Acordei bruscamente com os gritos de um homem e o ladrar de um cão que vinham dos lados do moinho. Era o moleiro que se queixava do meu cavalo e do jumento do Botelho, porque lhe tinham comido umas verduras na sua horta e duas quartas de cereal que se encontravam em frente do moinho. Com um pau e a ajuda do cão afugentava os nossos animais. O jumento fugia como se não tivesse reumatismo.
Disse-lhe que tínhamos o direito de aboletamento, dada a nossa profissão, coisa que ele não sabia o que era e tive que lhe explicar. Não iríamos utilizar este nosso direito. Prometi-lhe que mais tarde lhe daria três quartas de cereal. Duas para compensar o que os nossos animais haviam comido e uma para pagar as verduras. Além disso, faríamos de conta que não sabíamos que o seu cão não tinha licença.
Censurei o Botelho por em vez de guardar os nossos animais e vigiar os nossos inimigos ter adormecido. De facto segundo as regras da nossa profissão quando o comandante dorme o ajudante deve estar vigilante para todas a eventualidades, no nosso caso para a aproximação dos salteadores.
Respondeu-me que aquele vinho era demasiado forte para beber ao almoço.
Depois seguimos a nossa viagem. Íamos ambos calados, situação que era muito aborrecida para mim. Então pedi ao Botelho, que era natural de Martim Tirado, para falar da historia do Fidalgo e da sua Quinta.
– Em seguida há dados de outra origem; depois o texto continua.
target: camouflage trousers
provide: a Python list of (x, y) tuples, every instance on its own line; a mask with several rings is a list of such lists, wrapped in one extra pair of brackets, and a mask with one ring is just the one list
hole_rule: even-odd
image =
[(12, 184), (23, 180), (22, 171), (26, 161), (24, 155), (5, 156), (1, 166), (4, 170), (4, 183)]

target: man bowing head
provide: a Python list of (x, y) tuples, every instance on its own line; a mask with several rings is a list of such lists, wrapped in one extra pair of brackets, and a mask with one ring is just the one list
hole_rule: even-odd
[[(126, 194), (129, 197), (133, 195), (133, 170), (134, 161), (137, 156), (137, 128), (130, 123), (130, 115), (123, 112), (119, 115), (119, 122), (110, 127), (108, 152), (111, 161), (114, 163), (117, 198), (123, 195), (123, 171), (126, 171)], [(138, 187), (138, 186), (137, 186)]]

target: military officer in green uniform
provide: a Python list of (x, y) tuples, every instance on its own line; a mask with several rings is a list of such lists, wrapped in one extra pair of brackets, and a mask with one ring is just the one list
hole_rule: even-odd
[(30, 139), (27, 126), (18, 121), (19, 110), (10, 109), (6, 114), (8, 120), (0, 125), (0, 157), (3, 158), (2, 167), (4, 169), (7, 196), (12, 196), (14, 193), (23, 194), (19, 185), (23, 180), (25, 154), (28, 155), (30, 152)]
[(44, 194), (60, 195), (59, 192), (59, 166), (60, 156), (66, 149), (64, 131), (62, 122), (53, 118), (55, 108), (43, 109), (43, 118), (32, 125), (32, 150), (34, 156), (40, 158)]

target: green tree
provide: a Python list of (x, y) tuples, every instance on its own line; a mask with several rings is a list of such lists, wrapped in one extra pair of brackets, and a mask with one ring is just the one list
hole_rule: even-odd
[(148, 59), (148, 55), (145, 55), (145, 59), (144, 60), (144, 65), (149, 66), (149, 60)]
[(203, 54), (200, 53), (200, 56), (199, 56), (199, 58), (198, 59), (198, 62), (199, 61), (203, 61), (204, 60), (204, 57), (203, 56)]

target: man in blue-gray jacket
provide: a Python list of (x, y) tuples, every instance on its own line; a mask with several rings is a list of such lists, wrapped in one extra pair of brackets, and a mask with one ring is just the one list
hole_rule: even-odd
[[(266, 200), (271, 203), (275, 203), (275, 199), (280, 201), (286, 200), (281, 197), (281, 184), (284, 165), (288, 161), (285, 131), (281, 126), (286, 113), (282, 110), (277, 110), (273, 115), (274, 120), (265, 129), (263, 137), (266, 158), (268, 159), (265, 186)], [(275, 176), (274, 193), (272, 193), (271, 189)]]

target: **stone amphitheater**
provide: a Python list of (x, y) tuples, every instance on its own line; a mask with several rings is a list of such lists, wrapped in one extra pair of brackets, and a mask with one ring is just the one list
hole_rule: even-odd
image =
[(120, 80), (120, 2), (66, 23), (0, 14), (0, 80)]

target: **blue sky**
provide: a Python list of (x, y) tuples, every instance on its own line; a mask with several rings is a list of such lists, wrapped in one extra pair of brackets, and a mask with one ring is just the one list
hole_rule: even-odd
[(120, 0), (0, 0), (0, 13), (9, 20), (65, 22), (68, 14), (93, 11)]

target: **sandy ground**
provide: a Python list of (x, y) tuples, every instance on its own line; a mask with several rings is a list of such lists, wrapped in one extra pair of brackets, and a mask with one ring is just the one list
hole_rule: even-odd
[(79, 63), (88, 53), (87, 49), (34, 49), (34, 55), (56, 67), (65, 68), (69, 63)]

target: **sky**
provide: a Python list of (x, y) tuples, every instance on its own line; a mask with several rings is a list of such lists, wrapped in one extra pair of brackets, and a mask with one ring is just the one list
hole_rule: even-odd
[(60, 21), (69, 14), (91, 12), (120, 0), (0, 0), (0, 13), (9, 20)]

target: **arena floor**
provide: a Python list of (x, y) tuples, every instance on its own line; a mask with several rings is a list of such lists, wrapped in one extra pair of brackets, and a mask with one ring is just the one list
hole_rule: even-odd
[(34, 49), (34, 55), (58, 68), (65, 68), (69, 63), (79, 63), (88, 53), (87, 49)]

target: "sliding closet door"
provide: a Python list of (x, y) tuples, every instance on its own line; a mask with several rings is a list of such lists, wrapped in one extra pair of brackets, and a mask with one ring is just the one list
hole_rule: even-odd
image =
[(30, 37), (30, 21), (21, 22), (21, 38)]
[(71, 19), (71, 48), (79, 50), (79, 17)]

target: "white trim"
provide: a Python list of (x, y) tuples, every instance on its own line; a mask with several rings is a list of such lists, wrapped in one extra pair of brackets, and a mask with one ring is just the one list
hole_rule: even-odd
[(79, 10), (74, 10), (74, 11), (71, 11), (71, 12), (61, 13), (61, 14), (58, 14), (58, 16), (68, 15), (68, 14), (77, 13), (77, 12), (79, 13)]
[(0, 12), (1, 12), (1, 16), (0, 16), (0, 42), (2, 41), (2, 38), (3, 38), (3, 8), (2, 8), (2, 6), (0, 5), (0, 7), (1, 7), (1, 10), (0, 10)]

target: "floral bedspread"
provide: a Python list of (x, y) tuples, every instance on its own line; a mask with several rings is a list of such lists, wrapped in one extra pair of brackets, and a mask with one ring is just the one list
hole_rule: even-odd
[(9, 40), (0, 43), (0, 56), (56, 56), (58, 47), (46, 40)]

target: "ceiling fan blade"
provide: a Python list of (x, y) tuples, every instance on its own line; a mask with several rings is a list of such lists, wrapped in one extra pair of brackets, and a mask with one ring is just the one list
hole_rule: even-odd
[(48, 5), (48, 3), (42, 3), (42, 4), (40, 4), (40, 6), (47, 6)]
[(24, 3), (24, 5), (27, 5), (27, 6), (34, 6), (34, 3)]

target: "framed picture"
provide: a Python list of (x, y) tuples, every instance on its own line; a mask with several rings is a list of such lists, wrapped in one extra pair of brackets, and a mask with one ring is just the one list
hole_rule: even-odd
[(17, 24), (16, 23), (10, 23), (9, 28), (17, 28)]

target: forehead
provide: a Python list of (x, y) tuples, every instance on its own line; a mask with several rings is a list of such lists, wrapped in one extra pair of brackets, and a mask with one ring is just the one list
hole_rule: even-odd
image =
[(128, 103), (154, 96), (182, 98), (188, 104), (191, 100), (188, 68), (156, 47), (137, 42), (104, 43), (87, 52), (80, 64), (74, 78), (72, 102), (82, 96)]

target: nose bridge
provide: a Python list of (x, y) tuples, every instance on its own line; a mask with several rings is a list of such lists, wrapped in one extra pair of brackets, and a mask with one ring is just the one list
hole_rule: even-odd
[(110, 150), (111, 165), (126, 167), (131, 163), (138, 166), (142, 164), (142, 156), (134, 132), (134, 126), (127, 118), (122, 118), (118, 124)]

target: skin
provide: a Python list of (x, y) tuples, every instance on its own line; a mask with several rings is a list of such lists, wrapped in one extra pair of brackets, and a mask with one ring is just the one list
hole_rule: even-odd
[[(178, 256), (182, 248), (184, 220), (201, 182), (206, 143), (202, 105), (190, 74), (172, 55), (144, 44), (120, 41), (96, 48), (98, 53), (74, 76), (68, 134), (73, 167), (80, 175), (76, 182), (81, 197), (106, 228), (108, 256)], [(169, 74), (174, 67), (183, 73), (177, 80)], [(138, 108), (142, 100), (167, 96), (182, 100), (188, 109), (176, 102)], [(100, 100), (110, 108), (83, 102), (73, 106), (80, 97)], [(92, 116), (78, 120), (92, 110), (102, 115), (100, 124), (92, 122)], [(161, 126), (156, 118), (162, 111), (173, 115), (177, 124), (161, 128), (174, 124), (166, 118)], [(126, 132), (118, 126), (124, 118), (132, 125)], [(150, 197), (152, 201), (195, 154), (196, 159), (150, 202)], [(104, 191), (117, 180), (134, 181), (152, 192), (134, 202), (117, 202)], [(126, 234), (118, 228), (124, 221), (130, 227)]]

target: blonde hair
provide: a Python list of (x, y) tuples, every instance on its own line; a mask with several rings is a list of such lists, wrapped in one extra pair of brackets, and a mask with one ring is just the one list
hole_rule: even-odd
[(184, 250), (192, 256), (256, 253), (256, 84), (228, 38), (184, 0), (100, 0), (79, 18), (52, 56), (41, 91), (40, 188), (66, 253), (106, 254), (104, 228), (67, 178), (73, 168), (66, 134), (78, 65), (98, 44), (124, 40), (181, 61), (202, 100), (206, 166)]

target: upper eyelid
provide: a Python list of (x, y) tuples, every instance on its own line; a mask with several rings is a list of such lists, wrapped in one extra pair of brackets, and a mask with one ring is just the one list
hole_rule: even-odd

Segundo o meu ajudante, algumas pessoas diziam que o Fidalgo, de apelido Baldo, teria enriquecido com o negócio do minério. Comprá-lo-ia na Fonte Santa ou na Quinta das Pereiras e vendê-lo-ia aos espanhóis perto da fronteira de Freixo de Espada à Cinta. Tudo em segredo. Isto não está comprovado. Só é seguro que ele tinha uma mina de ferro da ladeira da Odreira.
Havia outras pessoas que diziam que não se enriqueceu com o negócio do minério, mas com uma fortuna herdada de um tio de sua mulher que era judeu e viveu em Macedo de Cavaleiros.
O bruxo de Meirinhos – pessoa muito mentirosa – dizia que o Baldo encontrou um cordeiro de ouro, em tamanho natural, quando escavava a terra para plantar uma árvore no lugar do Canamor.
De qualquer maneira havia sinais de grande riqueza. Trocou os seus jumentos por cavalos na feira dos Gorazes em Mogadouro, comprou uma quinta, a qual mais tarde passou a chamar-se quinta do Fidalgo Baldo, onde mandou construir um palácio para sua habitação com uma torre o qual em tamanho e qualidade era o melhor daquele lugar e das redondezas. Além disso comprou dois rebanhos de ovelhas e contratou dois rapazes para as guardar e outros rapazes para cultivar a sua quinta. Passou a vestir-se como um nobre. Mudou também o seu apelido de Estanqueiro para Baldo. Este apelido era usado pelo Conde de Vimioso.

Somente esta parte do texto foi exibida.